Acute kidney injury (AKI) is increasingly identified as a crucial risk factor for progression to CKD. However, the factors governing AKI to CKD progression remain largely unknown. By high-throughput RNA sequencing, we found that Neat1_2, a transcript variant of Neat1, was upregulated in 40-min ischemia/reperfusion injury (IRI), which resulted in the development of renal fibrotic lesions. The upregulation of Neat1_2 in hypoxia-treated TECs was attributed to p53 transcriptional regulation. Gain- and loss-of-function studies, both in vitro and in vivo, demonstrated that Neat1_2 promoted apoptosis of injured TECs induced by IRI and caused tubulointerstitial inflammation and fibrosis. Mechanistically, Neat1_2 shares miRNA response elements with FADD, CASP-8, and CASP-3. Neat1_2 competitively binds to miR-129-5p and prevents miR-129-5p from decreasing the levels of FADD, CASP-8, and CASP-3, and ultimately facilitates TEC apoptosis. Increased expression of Neat1_2 associated with kidney injury and TEC apoptosis was recapitulated in human AKI, highlighting its clinical relevance. These findings suggest that preventing TEC apoptosis by hindering Neat1_2 expression may be a potential therapeutic strategy for AKI to CKD progression.

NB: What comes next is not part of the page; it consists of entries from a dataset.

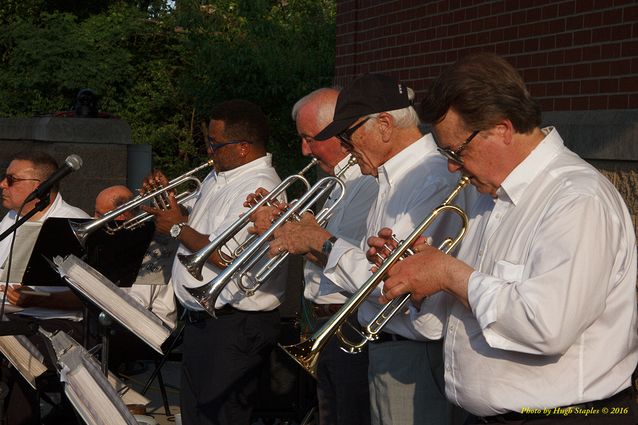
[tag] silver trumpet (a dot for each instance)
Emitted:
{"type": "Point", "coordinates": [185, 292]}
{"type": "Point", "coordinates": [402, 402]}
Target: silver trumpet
{"type": "Point", "coordinates": [206, 295]}
{"type": "Point", "coordinates": [307, 352]}
{"type": "Point", "coordinates": [194, 263]}
{"type": "Point", "coordinates": [159, 196]}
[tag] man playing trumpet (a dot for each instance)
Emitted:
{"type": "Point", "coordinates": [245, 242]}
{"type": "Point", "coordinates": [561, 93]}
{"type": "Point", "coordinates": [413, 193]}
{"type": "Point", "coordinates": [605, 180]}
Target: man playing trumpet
{"type": "Point", "coordinates": [542, 326]}
{"type": "Point", "coordinates": [374, 120]}
{"type": "Point", "coordinates": [342, 382]}
{"type": "Point", "coordinates": [222, 358]}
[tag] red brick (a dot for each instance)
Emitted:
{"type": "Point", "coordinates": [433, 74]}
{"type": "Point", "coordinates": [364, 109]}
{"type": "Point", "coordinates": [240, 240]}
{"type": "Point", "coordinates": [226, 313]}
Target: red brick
{"type": "Point", "coordinates": [566, 8]}
{"type": "Point", "coordinates": [571, 87]}
{"type": "Point", "coordinates": [516, 46]}
{"type": "Point", "coordinates": [630, 14]}
{"type": "Point", "coordinates": [564, 40]}
{"type": "Point", "coordinates": [555, 57]}
{"type": "Point", "coordinates": [600, 69]}
{"type": "Point", "coordinates": [546, 74]}
{"type": "Point", "coordinates": [557, 25]}
{"type": "Point", "coordinates": [554, 89]}
{"type": "Point", "coordinates": [608, 85]}
{"type": "Point", "coordinates": [546, 105]}
{"type": "Point", "coordinates": [549, 11]}
{"type": "Point", "coordinates": [537, 90]}
{"type": "Point", "coordinates": [530, 75]}
{"type": "Point", "coordinates": [580, 103]}
{"type": "Point", "coordinates": [547, 43]}
{"type": "Point", "coordinates": [584, 6]}
{"type": "Point", "coordinates": [531, 45]}
{"type": "Point", "coordinates": [621, 67]}
{"type": "Point", "coordinates": [619, 101]}
{"type": "Point", "coordinates": [628, 84]}
{"type": "Point", "coordinates": [563, 72]}
{"type": "Point", "coordinates": [621, 32]}
{"type": "Point", "coordinates": [582, 37]}
{"type": "Point", "coordinates": [593, 19]}
{"type": "Point", "coordinates": [613, 16]}
{"type": "Point", "coordinates": [505, 20]}
{"type": "Point", "coordinates": [574, 23]}
{"type": "Point", "coordinates": [573, 55]}
{"type": "Point", "coordinates": [581, 70]}
{"type": "Point", "coordinates": [562, 104]}
{"type": "Point", "coordinates": [591, 53]}
{"type": "Point", "coordinates": [533, 15]}
{"type": "Point", "coordinates": [598, 102]}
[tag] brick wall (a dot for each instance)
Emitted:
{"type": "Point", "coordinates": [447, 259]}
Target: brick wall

急性肾损伤（AKI）越来越被认为是进展为 CKD 的关键危险因素。然而，控制 AKI 向 CKD 进展的因素仍然很大程度上未知。通过高通量RNA测序，我们发现Neat1_2 （ Neat1的转录变体）在40分钟缺血/再灌注损伤（IRI）中表达上调，从而导致肾纤维化病变的发展。缺氧处理的 TEC 中Neat1_2的上调归因于 p53 转录调控。体外和体内的功能获得和丧失研究表明，Neat1_2促进 IRI 诱导的受损 TEC 细胞凋亡，并引起肾小管间质炎症和纤维化。从机制上讲，Neat1_2与FADD、CASP-8和CASP-3共享 miRNA 响应元件。Neat1_2竞争性地结合miR-129-5p并阻止miR-129-5p降低FADD、CASP-8和CASP-3的水平，最终促进 TEC 凋亡。在人类 AKI 中再现了与肾损伤和 TEC 凋亡相关的Neat1_2表达增加，突出了其临床相关性。这些发现表明，通过阻碍Neat1_2表达来预防 TEC 凋亡可能是 AKI 向 CKD 进展的潜在治疗策略。